# A tough definite integral

• Nov 13th 2010, 08:22 PM
Crescent
A tough definite integral
Is there any elementary reasoning to get $\displaystyle \displaystyle\int^1_0 \sqrt{x(1-x)}\ dx = \pi/8$? The actual antiderivative is too long, and I don't think computing it is the right approach for the question I am working on. Could there be a polar coordinate transformation? Since the answer has a $\displaystyle \pi$ in it. I just need a tiny hint, thanks.
• Nov 13th 2010, 08:27 PM
Drexel28
Quote:

Originally Posted by Crescent
Is there any elementary reasoning to get $\displaystyle \displaystyle\int^1_0 \sqrt{x(1-x)}\ dx = \pi/8$? The actual antiderivative is too long, and I don't think computing it is the right approach for the question I am working on. Could there be a polar coordinate transformation? Since the answer has a $\displaystyle \pi$ in it. I just need a tiny hint, thanks.

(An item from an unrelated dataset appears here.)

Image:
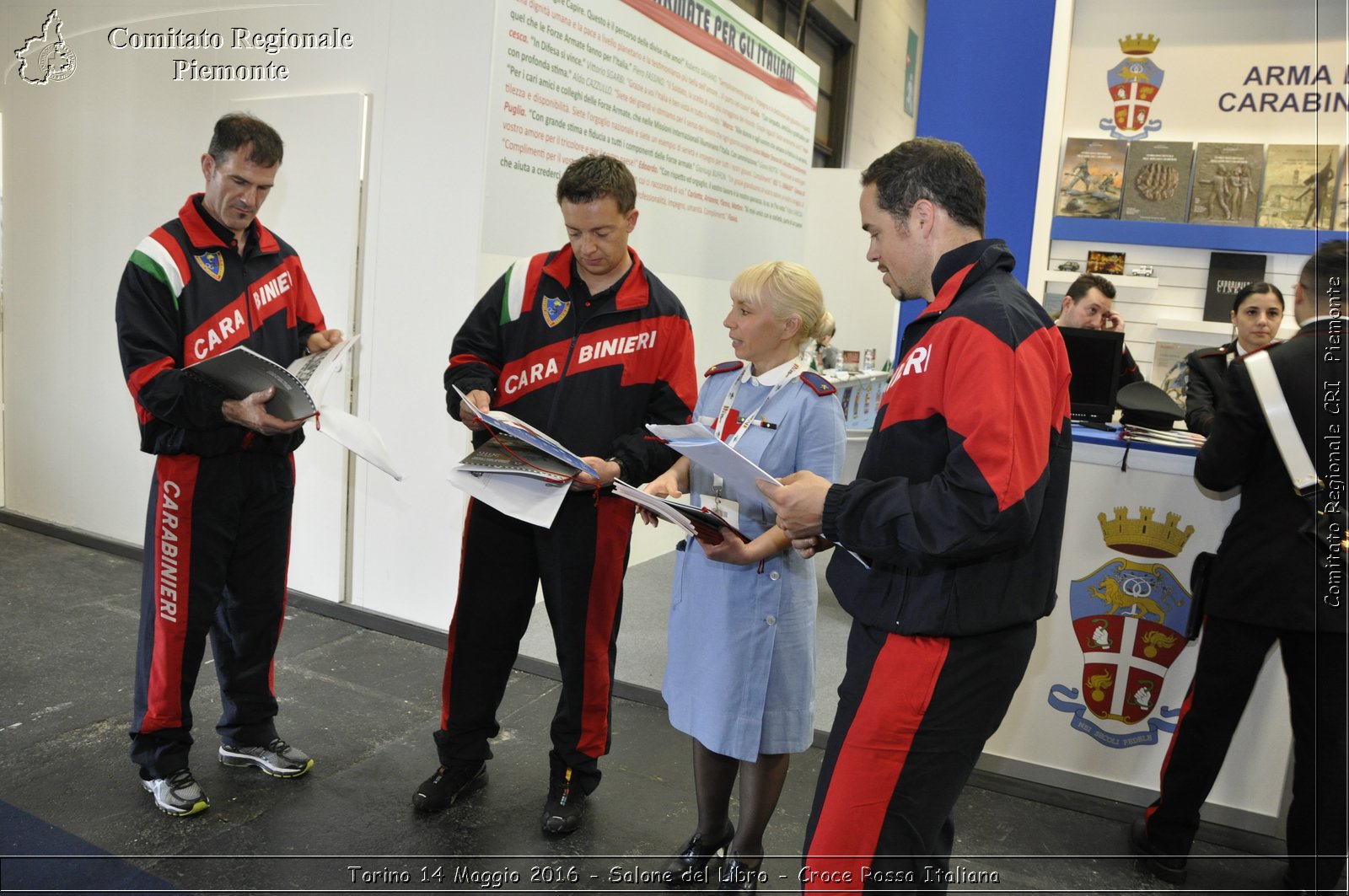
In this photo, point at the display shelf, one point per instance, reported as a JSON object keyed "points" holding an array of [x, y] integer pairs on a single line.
{"points": [[1056, 276], [1238, 239]]}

Note that $\displaystyle \displaystyle \int_0^1\sqrt{x(1-x)}dx=\frac{1}{2}\int_{-1}^{1}\sqrt{\left(x-\frac{1}{2}\right)^2-\frac{1}{2^2}}dx$, trying interpreting this geometrically as the area of a common shape.
• Nov 13th 2010, 09:11 PM
Crescent
Quote:

Originally Posted by Drexel28
Note that $\displaystyle \displaystyle \int_0^1\sqrt{x(1-x)}dx=\frac{1}{2}\int_{-1}^{1}\sqrt{\left(x-\frac{1}{2}\right)^2-\frac{1}{2^2}}dx$, trying interpreting this geometrically as the area of a common shape.

Thanks for the hint! I used the result that $\displaystyle \sqrt{x(1-x)}=\sqrt{-(x-\frac{1}{2})^2+\frac{1}{4}}$ and the square root of parabola with negative leading coefficient and maximum point of positive coordinates is an ellipse (circle in this case) to get the result, that seems more intuitive to me.
• Nov 13th 2010, 09:17 PM
Drexel28
Quote:

Originally Posted by Crescent
Thanks for the hint! I used the result that $\displaystyle \sqrt{x(1-x)}=\sqrt{-(x-\frac{1}{2})^2+\frac{1}{4}}$ and the square root of parabola with negative leading coefficient and maximum point of positive coordinates is an ellipse (circle in this case) to get the result, that seems more intuitive to me.

Correct! So you can (sorry for forgetting the negative) realize this integral as the area of a semi-circle.
• Nov 13th 2010, 10:00 PM
Hardwork
Does the fact that the integrand has the same value for both limits not help at all? (Thinking)

$\displaystyle \displaystyle \sqrt{x(1-x)}\bigg|_{x=0} = \sqrt{x(1-x)}\bigg|_{x=1}$ ... it's probably just a useless observation.
• Nov 14th 2010, 05:50 AM
HallsofIvy
It tells you the graph is symmetric about x= 1/2. (It is, of course, a circle).
• Nov 14th 2010, 01:23 PM
sushant1221
since i am newbie to this forum so it will take sometime to write $\displaystyle \displaystyle \sqrt{x(1-x)}\bigg|_{x=0} = \sqrt{x(1-x)}\bigg|_{x=1}$ in this style but it is very easy if u take polar coordinates........ just take $\displaystyle x=\sin^2 \theta$ and solve it u will get limit as lower limit=0 and upper limit = $\displaystyle \pi/2$.
• Nov 14th 2010, 01:43 PM
Drexel28
Quote:

Originally Posted by sushant1221
since i am newbie to this forum so it will take sometime to write $\displaystyle \displaystyle \sqrt{x(1-x)}\bigg|_{x=0} = \sqrt{x(1-x)}\bigg|_{x=1}$ in this style but it is very easy if u take polar coordinates........ just take $\displaystyle x=\sin^2 \theta$ and solve it u will get limit as lower limit=0 and upper limit = $\displaystyle \pi/2$.

You can definitely parameterize this integral with polar, but in essence what I said just skips the parameterization seeing what it will be.
• Nov 14th 2010, 02:14 PM
sushant1221
• Nov 14th 2010, 02:15 PM
Drexel28
That's correct, although I think Wallis's formula is a little overkill haha.